I ran benchmarks saving a ragged nested list with JSON, BSON, Numpy, and HDF5.
TLDR: use compressed JSON, because it is the most space efficient and easiest to encode/decode.
On the synthetic data, here are the results (with du -sh test*
):
4.5M test.json.gz
7.5M test.bson.gz
8.5M test.npz
261M test_notcompressed.h5
1.3G test_compressed.h5
Compressed JSON is the most efficient in terms of storage, and it is also the easiest to encode and decode because the ragged list does not have to be converted to a mapping. BSON comes in second, but it has to be converted to a mapping, which complicates encoding and decoding (and negating the encoding/decoding speed benefits of BSON over JSON). Numpy's compressed NPZ format is third best, but like BSON, the ragged list must be made into a dictionary before saving. HDF5 is surprisingly large, especially compressed. This is probably because there are many different datasets, and compression adds overhead to each dataset.
Benchmarks
Here is the relevant code for the benchmarking.
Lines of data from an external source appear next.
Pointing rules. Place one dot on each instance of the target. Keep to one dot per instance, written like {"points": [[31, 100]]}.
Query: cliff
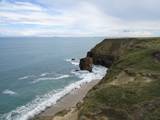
{"points": [[131, 88]]}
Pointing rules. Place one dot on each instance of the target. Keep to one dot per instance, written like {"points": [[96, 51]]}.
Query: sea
{"points": [[36, 72]]}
The bson
package is part of pymongo
. I ran these benchmarks on a Debian Buster machine with an ext4
filesystem.
def get_ragged_list(length=100000):
"""Return ragged nested list."""
import random
random.seed(42)
l = []
for _ in range(length):
n_sublists = random.randint(1, 9)
sublist = []
for i in range(n_sublists):
subsublist = [random.randint(0, 1000) for _ in range(random.randint(1, 9))]
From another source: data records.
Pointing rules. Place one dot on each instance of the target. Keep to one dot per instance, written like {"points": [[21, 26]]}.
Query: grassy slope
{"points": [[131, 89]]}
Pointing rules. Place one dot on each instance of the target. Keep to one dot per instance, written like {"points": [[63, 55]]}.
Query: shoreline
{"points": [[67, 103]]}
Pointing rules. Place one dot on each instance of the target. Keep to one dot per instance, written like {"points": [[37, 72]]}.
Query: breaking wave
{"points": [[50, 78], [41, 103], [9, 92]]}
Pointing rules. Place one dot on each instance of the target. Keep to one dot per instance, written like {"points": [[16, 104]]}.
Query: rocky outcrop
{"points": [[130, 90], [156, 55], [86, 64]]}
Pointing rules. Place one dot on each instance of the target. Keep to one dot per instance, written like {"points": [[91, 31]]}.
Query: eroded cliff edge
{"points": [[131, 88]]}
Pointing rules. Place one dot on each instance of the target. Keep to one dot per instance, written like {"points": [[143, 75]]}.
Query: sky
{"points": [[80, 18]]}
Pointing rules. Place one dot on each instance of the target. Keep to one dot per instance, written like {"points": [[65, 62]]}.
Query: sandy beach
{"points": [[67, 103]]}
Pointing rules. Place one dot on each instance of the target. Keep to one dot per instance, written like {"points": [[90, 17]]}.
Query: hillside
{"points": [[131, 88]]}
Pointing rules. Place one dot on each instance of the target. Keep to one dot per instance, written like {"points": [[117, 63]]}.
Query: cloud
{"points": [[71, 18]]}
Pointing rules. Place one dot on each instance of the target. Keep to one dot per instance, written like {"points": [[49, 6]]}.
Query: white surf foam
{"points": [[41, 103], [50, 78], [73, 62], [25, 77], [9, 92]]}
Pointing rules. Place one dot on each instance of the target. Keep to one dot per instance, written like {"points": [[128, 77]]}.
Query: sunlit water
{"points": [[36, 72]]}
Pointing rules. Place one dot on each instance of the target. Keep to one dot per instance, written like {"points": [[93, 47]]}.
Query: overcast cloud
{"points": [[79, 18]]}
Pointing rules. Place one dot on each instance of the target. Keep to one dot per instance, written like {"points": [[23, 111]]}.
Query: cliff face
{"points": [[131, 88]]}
sublist.append(subsublist)
l.append(sublist)
return l
def save_json_gz(obj, filepath):
import gzip
import json
json_str = json.dumps(obj)
json_bytes = json_str.encode()
with gzip.GzipFile(filepath, mode="w") as f:
f.write(json_bytes)
def save_bson(obj, filepath):
import gzip
import bson
d = {}
for ii, n in enumerate(obj):
for jj, nn in enumerate(n):
key = f"{ii}/{jj}"
d[key] = nn
b = bson.BSON.encode(d)
with gzip.GzipFile(filepath, mode="w") as f:
f.write(b)
def save_numpy(obj, filepath):
import numpy as np
d = {}
for ii, n in enumerate(obj):
for jj, nn in enumerate(n):
key = f"{ii}/{jj}"
d[key] = nn
np.savez_compressed(filepath, d)
def save_hdf5(obj, filepath, compression="lzf"):
import h5py
with h5py.File(filepath, mode="w") as f:
for ii, n in enumerate(obj):
for jj, nn in enumerate(n):
name = f"{ii}/{jj}"
f.create_dataset(name, data=nn, compression=compression)
ragged = get_ragged_list()
save_json_gz(ragged, "ragged.json.gz")
save_bson(ragged, "test.bson.gz")
save_numpy(ragged, "ragged.npz")
save_hdf5(ragged, "test_notcompressed.h5", compression=None)
save_hdf5(ragged, "test_compressed.h5", compression="lzf")
Versions of relevant packages:
python 3.8.2 | packaged by conda-forge | (default, Mar 23 2020, 18:16:37) [GCC 7.3.0]
pymongo bson 3.10.1
numpy 1.18.2
h5py 2.10.0